Le film explore le paradoxe entre proximité et distance, et la façon dont les événements internationaux peuvent nous toucher intimement tout en étant loin. Tourné depuis Berlin, le long métrage s’ouvre sur des prises aériennes de Gaza et ses architectures détruites. Une voix froide et distante introduit un jeu inventé par un collectif anonyme pour tromper l’ennui : mesurer des distances, d’abord entre des objets, puis entre des villes. L’œuvre interroge l’héritage colonial à travers les frontières, la mémoire et des cartographies abstraites. « We Began by Measuring Distance » a été primé à la Biennale de Sharjah en 2009.
Avec de l’humour satirique, le film interroge l’image irréprochable de la Norvège, celle qui reflète la paix. De 1948 aux Accords d’Oslo de 1993, la chronologie déroule les événements, conflits et massacres en Palestine, ponctués des récits et mythes historiques lus par des enfants, de voix off et de discours politiques. Ce récit en strates met en lumière le modèle norvégien de médiation, en révélant ses limites. Entre images du monde et réalités politiques, se dessine un rêve national confronté à ses propres contradictions.
Dans cette création vidéo, Jumana Manna et Sille Storihle mêlent leurs pratiques pour examiner la construction de l’identité et les dynamiques de pouvoir. L’artiste palestinien Sharif Waked mêle dans son travail la politique contemporaine et l’histoire, détournant les codes esthétiques et la propagande pour en révéler, avec humour, les absurdités.

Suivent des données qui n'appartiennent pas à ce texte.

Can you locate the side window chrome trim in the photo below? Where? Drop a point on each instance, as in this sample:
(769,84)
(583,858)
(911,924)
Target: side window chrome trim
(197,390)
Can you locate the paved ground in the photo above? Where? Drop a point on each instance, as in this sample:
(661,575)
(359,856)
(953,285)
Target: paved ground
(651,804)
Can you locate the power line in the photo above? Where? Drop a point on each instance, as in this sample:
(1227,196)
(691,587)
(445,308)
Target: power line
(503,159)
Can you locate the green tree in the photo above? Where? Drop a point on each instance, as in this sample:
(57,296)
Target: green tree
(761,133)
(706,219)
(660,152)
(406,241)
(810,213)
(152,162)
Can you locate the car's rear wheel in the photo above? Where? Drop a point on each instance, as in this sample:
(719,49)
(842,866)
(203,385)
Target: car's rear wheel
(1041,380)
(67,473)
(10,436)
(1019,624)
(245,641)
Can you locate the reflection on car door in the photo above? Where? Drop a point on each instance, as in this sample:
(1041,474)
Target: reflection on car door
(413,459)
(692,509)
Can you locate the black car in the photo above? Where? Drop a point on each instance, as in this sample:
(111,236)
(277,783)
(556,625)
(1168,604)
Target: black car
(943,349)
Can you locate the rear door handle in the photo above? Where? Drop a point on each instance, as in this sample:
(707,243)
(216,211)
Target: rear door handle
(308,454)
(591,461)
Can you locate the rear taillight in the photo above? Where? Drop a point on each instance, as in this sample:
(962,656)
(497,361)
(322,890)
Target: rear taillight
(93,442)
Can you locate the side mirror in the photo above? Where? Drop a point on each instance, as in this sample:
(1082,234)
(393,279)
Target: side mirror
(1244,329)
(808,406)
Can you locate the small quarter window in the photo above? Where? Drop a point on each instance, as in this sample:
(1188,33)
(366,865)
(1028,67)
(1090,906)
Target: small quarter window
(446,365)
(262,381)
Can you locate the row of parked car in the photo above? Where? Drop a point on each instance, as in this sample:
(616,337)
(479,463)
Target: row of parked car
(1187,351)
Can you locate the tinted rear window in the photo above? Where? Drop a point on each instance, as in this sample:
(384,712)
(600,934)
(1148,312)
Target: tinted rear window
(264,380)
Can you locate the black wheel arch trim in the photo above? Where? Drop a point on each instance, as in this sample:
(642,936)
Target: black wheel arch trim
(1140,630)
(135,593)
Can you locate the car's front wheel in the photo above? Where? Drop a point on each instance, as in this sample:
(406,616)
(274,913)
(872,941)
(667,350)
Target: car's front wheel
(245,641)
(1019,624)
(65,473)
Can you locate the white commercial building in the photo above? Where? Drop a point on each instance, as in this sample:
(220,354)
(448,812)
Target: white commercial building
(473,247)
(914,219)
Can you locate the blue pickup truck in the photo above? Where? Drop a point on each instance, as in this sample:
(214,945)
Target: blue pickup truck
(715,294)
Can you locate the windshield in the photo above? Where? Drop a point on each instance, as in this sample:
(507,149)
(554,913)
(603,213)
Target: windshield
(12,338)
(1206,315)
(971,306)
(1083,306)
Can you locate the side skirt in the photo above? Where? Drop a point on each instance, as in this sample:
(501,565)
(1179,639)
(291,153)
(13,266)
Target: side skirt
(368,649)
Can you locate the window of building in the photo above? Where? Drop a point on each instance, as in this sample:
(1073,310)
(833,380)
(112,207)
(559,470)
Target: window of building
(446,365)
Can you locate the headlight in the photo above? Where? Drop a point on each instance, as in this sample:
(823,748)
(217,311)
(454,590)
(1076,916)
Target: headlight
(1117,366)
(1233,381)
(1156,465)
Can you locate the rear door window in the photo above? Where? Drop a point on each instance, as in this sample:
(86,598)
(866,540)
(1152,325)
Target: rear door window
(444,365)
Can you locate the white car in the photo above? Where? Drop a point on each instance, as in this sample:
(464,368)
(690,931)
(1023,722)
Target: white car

« To Be Continued… » installe un dispositif familier : celui des enregistrements réalisés par des kamikazes avant leur attaque. Face caméra, un homme — interprété par l’acteur palestinien Saleh Bakri — est assis, un fusil à ses côtés, un livre dans les mains. Mais au lieu d’un message idéologique, il lit un extrait des « Mille et une nuits », où Shéhérazade raconte chaque soir une histoire au roi pour retarder sa mise à mort.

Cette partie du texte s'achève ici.